Editor's Note: The following article was written by Raymond James Chief Investment Strategist Jeff Saut. It has been reproduced with permission for the benefit of the Minyanville community.
In Greek mythology, Sisyphus was the son of Aeolus, who was the King of Thessaly. Noted for being sly and evil, this cunning knave waylaid travelers and murdered them. After betraying the gods, Hades himself intervened and as punishment required Sisyphus, for all of eternity, to roll a huge stone to the top of a hill only to have it plunge back down just as it was about to reach the crest.
According to the dictionary, Sisyphus means “endless and unavailing, as labor or task.” Since mid-September there’s little doubt investors have felt the same frustration Sisyphus did as the media trumpeted the Dow Jones Industrial Average’s (DJIA) failed assaults on 10,000.
Last week, however, Sisyphus succeeded as the senior index legged past the 10,000 mark for the first time in more than a year, causing one Wall Street wag to ask: “Is this a breakout or a fake out?” (See Breakout or Fake Out?)
Nevertheless, many people continue to view the stock market’s advance with skepticism. As our technical analyst, Art Huprich, pointed out at Raymond James’ Vancouver conference last week, “both Jeff and I continue to get questions about DJIA 2700, or in some cases DJIA 400, as is being forecast by certain pundits.”
Worth considering, however, is that these same pundits have been forecasting those downside targets for 10 years. Still, the media trots them out, and subsequently my phone lights up with the question: “Do you really think this is a rally in a bear market; and, can the DJIA really go to 400?
To us it’s interesting that despite the monstrous rally in stocks, accompanied by extremely strong advance/decline statistics (see chart), the negative nabobs continue to call this a bear market “sucker’s rally!” 
Source: Thomson Reuters
While it’s true that markets can do anything, the real “suckers” have been the bears who didn’t employ adaptive asset allocation and consequently have “sat” out the seven-month rally.
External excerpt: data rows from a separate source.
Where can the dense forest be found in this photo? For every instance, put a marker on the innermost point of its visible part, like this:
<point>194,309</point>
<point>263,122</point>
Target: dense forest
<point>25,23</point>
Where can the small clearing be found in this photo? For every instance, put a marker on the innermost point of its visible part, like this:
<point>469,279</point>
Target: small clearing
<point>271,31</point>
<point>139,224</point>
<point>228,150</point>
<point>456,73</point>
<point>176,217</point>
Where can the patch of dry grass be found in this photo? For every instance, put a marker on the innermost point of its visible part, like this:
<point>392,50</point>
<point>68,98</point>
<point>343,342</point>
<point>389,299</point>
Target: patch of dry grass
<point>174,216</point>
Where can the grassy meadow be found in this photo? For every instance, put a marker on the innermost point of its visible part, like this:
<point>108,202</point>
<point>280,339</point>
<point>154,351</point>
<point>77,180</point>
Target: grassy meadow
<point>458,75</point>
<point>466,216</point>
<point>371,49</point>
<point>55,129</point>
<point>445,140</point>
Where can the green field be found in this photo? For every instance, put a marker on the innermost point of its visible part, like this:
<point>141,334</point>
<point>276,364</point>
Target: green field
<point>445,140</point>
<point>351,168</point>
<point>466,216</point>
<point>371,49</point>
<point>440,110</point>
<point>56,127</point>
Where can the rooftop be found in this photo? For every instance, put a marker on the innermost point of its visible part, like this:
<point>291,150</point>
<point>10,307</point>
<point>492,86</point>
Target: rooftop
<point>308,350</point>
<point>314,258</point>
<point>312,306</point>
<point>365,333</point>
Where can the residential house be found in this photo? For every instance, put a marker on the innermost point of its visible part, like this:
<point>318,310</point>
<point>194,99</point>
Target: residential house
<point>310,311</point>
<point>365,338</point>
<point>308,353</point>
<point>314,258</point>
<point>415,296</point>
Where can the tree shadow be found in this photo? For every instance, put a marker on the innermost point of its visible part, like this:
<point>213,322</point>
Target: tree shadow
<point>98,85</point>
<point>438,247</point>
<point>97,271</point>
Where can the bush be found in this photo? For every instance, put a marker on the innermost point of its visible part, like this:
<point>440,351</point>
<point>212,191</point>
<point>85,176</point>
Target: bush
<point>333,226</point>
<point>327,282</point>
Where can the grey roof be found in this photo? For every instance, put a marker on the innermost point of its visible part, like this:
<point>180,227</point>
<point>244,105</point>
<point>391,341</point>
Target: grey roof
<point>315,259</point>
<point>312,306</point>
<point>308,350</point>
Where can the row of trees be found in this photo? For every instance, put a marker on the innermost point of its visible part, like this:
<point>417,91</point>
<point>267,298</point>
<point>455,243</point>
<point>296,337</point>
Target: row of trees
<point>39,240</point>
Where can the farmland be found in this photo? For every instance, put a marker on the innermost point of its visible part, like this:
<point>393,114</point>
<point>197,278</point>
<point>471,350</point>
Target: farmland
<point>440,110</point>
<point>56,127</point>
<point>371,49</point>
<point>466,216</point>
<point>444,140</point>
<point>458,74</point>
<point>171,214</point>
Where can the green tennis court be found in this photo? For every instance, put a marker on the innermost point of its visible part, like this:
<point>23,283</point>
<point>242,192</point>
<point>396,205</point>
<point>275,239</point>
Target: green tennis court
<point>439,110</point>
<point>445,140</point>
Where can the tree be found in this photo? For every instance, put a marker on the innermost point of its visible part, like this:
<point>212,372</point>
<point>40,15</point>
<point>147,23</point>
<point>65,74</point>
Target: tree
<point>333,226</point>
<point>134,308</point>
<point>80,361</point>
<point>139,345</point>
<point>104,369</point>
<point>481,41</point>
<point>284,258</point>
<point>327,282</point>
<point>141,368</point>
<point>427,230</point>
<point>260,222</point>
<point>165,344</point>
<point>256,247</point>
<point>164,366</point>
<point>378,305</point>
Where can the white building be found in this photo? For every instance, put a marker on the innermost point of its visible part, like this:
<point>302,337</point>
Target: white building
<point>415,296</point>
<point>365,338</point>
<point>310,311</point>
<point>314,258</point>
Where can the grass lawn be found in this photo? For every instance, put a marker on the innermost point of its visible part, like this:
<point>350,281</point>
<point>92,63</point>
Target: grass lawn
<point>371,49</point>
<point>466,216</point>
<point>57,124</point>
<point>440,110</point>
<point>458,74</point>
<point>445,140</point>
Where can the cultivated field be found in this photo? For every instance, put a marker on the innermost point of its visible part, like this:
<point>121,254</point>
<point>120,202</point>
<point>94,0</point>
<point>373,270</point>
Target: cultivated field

Clearly, Raymond James disagrees with the bears’ assessment, having maintained the view that this is a new bull market since April. Moreover, participants got the Dow Theory confirmation of that “bull market” strategy in July, or August, depending on which levels you used for the Dow and the Transports.
Whether the current rally turns out to be a tactical bull market within the longer-term confines of a trading range market or the first leg of a new secular bull market remains to be seen. But, as Raymond James told Todd Harrison, our friend and founder of Minyanville, “Does it really matter?!” Indeed, as the title of Ned Davis’s legendary book reads, Being Right or Making Money?